The framework mapper 210 may be communicatively coupled to the feature extractor 202, the rating generator 208, and the storage element 110. The framework mapper 210 may include suitable logic, circuitry, interfaces, and/or code, executable by the circuitry, that may be configured to generate the operation-framework mapping. The framework mapper 210 may be configured to receive the one or more ratings associated with each of the plurality of frameworks (hereinafter referred to as the “ratings”). The framework mapper 210 may be further configured to select, for each operation, a target framework from the one or more frameworks associated with the corresponding operation. The target framework may be selected from the one or more frameworks based on the one or more ratings. In an embodiment, the target framework may have the highest rating among the one or more frameworks. Thus, for each operation, one target framework is selected.

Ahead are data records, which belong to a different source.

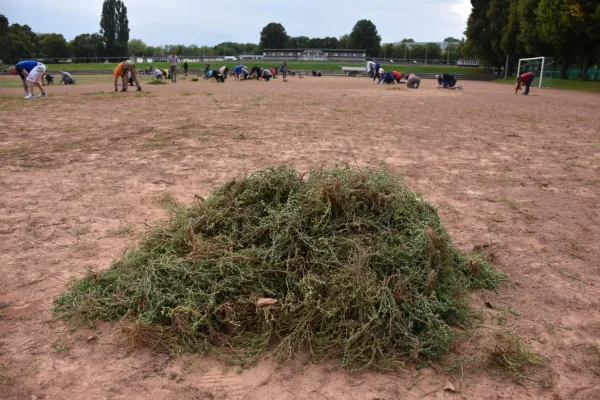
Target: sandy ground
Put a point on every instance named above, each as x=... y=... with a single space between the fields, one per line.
x=83 y=172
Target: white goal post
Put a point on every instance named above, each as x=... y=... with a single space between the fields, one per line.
x=541 y=73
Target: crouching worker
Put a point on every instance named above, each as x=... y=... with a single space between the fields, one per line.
x=526 y=79
x=157 y=74
x=413 y=81
x=31 y=73
x=447 y=81
x=122 y=71
x=387 y=78
x=66 y=78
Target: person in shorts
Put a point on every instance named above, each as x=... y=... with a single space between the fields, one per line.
x=526 y=79
x=121 y=71
x=66 y=78
x=173 y=64
x=413 y=81
x=447 y=81
x=31 y=73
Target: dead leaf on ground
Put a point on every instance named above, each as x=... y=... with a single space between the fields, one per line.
x=263 y=302
x=449 y=387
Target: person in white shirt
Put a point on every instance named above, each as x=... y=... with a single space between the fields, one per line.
x=173 y=63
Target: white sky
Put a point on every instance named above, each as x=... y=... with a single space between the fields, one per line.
x=187 y=22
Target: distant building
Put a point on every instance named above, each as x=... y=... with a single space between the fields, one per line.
x=443 y=45
x=251 y=57
x=348 y=55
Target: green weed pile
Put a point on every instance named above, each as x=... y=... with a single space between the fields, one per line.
x=342 y=262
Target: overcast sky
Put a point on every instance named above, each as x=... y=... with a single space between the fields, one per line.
x=212 y=22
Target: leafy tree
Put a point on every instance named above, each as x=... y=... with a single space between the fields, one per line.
x=122 y=38
x=417 y=52
x=137 y=47
x=52 y=45
x=274 y=36
x=434 y=51
x=114 y=27
x=344 y=42
x=364 y=36
x=86 y=45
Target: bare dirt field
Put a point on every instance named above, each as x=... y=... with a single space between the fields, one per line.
x=82 y=174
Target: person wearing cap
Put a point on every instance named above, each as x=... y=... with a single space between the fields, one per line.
x=121 y=71
x=157 y=74
x=447 y=81
x=31 y=73
x=66 y=78
x=413 y=81
x=173 y=64
x=527 y=79
x=397 y=76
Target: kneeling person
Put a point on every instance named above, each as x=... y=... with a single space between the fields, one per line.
x=31 y=73
x=122 y=70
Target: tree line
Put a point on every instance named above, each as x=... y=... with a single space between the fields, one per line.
x=19 y=41
x=567 y=30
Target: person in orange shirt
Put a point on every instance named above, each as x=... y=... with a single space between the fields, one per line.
x=122 y=70
x=527 y=79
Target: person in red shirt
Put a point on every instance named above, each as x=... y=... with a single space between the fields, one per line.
x=526 y=79
x=397 y=76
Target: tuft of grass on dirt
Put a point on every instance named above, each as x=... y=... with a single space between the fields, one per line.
x=121 y=230
x=512 y=204
x=512 y=354
x=59 y=348
x=342 y=262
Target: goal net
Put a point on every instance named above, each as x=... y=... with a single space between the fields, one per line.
x=541 y=68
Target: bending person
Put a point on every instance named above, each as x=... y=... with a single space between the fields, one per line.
x=122 y=69
x=527 y=79
x=413 y=81
x=31 y=73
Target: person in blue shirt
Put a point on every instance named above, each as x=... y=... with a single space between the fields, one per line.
x=237 y=70
x=31 y=73
x=376 y=70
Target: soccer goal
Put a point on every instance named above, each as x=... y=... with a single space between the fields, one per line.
x=540 y=68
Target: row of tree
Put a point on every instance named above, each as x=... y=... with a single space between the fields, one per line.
x=19 y=41
x=568 y=30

The framework mapper 210 may be further configured to map the plurality of frameworks to a plurality of operations such that for each operation (e.g., the first operation), a corresponding target framework is mapped. In such a scenario, at least one of the set of functional characteristics of the target framework matches the first operation. Further, the translation instruction set of the target framework is configured to translate the first operation from the predefined syntax to the syntax of the target framework. The framework mapper 210 may be further configured to store the operation-framework mapping in the storage element 110. Particularly, the framework mapper 210 may store the graph database 120 in the storage element 110.

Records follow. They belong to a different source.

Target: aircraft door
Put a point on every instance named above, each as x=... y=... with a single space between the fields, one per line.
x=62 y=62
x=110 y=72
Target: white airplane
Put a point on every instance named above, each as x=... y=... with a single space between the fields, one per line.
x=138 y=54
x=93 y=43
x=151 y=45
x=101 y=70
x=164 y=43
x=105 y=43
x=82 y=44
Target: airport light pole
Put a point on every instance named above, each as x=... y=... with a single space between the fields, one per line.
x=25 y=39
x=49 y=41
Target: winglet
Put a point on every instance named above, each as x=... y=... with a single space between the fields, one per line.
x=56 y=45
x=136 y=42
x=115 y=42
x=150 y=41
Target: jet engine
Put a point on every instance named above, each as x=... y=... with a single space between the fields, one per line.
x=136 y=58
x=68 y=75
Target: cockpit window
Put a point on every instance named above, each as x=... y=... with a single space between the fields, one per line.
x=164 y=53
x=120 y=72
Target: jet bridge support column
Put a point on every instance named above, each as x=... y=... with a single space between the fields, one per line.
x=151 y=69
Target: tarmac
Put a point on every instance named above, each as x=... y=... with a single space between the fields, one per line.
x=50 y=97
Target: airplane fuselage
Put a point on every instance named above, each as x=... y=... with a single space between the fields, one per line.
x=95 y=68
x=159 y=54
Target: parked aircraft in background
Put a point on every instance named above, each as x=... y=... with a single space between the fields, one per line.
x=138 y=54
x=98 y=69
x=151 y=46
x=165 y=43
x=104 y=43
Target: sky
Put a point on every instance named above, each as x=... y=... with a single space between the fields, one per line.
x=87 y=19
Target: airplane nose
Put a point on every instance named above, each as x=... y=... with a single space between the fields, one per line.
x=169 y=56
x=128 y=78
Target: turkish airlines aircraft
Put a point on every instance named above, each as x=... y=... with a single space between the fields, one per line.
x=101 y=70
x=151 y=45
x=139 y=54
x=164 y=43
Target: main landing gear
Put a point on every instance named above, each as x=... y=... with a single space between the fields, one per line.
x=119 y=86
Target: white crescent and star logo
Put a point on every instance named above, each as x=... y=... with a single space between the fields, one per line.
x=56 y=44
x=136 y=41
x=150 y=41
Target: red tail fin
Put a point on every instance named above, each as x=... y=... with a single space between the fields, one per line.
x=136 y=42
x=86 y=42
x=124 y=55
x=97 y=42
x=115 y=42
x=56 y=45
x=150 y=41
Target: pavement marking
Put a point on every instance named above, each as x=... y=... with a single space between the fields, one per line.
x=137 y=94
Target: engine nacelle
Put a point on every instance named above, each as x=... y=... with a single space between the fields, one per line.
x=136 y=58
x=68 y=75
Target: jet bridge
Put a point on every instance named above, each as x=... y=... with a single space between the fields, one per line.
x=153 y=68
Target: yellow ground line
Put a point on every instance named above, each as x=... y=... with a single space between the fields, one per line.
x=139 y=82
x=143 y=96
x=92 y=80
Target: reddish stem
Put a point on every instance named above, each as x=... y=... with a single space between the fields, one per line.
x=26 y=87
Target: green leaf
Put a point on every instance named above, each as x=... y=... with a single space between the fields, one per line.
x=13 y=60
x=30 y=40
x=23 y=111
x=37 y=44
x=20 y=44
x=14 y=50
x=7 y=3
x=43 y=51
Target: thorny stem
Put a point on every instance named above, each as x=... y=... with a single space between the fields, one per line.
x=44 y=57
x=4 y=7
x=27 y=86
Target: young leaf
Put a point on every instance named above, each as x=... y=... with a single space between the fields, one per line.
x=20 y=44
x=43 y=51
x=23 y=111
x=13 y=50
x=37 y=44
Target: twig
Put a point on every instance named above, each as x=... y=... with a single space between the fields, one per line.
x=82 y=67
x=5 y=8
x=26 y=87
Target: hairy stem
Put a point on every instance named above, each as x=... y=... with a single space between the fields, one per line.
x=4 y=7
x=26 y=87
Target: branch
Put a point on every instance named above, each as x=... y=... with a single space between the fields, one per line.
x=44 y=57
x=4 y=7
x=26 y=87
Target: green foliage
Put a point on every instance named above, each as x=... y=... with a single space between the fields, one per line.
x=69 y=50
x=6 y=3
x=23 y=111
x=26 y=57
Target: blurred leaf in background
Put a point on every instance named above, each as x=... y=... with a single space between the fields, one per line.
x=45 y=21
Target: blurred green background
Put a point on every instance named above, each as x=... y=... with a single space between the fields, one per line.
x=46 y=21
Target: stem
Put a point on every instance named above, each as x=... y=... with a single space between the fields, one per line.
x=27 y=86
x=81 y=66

The scope of the present disclosure is not limited to the graph database 120 including exclusively the target framework identified for each operation. In numerous embodiments, the graph database 120 may include a mapping between the plurality of operations and the plurality of frameworks such that each operation has, mapped thereto, the related one or more frameworks and the one or more ratings assigned to the one or more frameworks, respectively. Each rating is indicative of a degree of suitability of the corresponding framework for executing the corresponding operation. In such an implementation, the framework most suited for the execution of any operation may be selected based on the ratings during the task execution.

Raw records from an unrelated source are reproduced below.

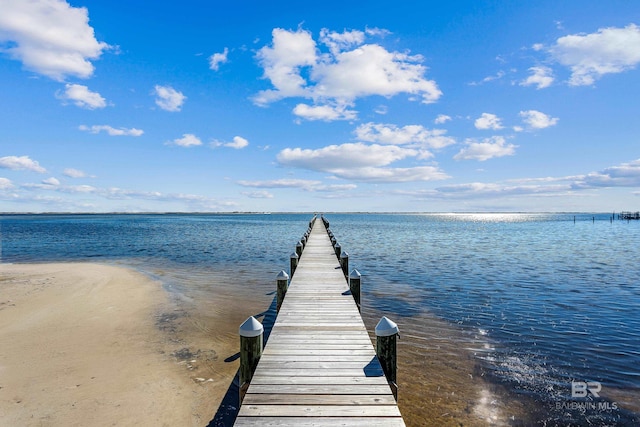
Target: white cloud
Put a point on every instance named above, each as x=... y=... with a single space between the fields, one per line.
x=590 y=56
x=346 y=156
x=441 y=119
x=487 y=149
x=324 y=112
x=111 y=130
x=537 y=120
x=360 y=162
x=51 y=181
x=5 y=184
x=541 y=77
x=168 y=98
x=295 y=67
x=21 y=163
x=82 y=97
x=289 y=52
x=412 y=135
x=338 y=42
x=500 y=74
x=74 y=173
x=281 y=183
x=624 y=175
x=50 y=37
x=218 y=58
x=237 y=143
x=259 y=195
x=488 y=121
x=304 y=184
x=187 y=140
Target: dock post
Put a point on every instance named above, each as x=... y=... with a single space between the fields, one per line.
x=386 y=349
x=344 y=262
x=282 y=282
x=251 y=332
x=293 y=264
x=354 y=286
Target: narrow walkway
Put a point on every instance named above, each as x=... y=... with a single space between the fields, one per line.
x=319 y=367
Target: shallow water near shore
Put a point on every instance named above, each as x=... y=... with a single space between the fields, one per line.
x=499 y=313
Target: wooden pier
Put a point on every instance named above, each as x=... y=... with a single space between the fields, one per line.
x=319 y=367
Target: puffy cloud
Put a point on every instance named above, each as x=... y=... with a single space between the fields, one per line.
x=441 y=119
x=338 y=42
x=413 y=135
x=324 y=112
x=537 y=120
x=487 y=149
x=21 y=163
x=218 y=58
x=168 y=98
x=541 y=77
x=590 y=56
x=50 y=37
x=263 y=194
x=624 y=175
x=282 y=63
x=82 y=97
x=51 y=181
x=390 y=175
x=350 y=155
x=295 y=67
x=237 y=143
x=304 y=184
x=360 y=162
x=111 y=130
x=74 y=173
x=187 y=140
x=488 y=121
x=5 y=184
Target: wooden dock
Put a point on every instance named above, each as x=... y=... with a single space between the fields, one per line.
x=319 y=367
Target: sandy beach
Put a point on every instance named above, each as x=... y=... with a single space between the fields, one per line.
x=88 y=344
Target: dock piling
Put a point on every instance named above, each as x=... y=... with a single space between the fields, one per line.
x=386 y=349
x=344 y=262
x=251 y=332
x=282 y=283
x=354 y=286
x=293 y=263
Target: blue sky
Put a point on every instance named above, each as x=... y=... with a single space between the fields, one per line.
x=332 y=106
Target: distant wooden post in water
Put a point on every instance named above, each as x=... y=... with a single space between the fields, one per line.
x=251 y=333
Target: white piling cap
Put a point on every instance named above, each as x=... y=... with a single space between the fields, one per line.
x=251 y=328
x=386 y=328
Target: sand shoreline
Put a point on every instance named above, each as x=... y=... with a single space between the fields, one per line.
x=93 y=344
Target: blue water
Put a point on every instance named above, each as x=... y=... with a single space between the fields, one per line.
x=556 y=300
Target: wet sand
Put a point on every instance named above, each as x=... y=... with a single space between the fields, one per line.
x=88 y=344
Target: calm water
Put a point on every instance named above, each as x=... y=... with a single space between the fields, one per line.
x=550 y=301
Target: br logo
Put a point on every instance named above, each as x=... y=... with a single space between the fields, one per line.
x=582 y=388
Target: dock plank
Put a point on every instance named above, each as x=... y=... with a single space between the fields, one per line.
x=319 y=367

The frameworks utilized in the design time implementation are not static and any changes in the frameworks result in re-assessment of the framework for task execution. For example, in an embodiment, the feature extractor 202 may be configured to determine whether at least one framework of the plurality of frameworks is updated. The update of the framework may correspond to changes in the framework records associated therewith. The determination may be executed in a periodic manner or based on the occurrence of a specified event. Based on the determination that the at least one framework is updated, the feature extractor 202 may be further configured to update the features associated with the updated framework. Further, the translation engine 204 may be configured to update the translation instruction set associated with the updated framework based on the updated features. Additionally, the rating generator 208 may be further configured to update, based on the updated features, a rating associated with the updated framework.

When the rating of the updated framework is updated, the framework mapper 210 may be further configured to determine whether the updated rating is higher than a rating associated with the target frameworks of all operations that match the set of functional characteristics of the updated framework (e.g., the target frameworks of all operations where the updated framework is one of the identified frameworks). For operations where the updated rating is lower than the ratings associated with the target frameworks, the operation-framework mapping remains the same. Conversely, for operations where the updated rating is higher than the ratings associated with the target frameworks, the framework mapper 210 may be configured to map the updated framework as the target framework for these operations. Thus, the present disclosure ensures that the framework selected for each operation of the plurality of operations has the latest framework version.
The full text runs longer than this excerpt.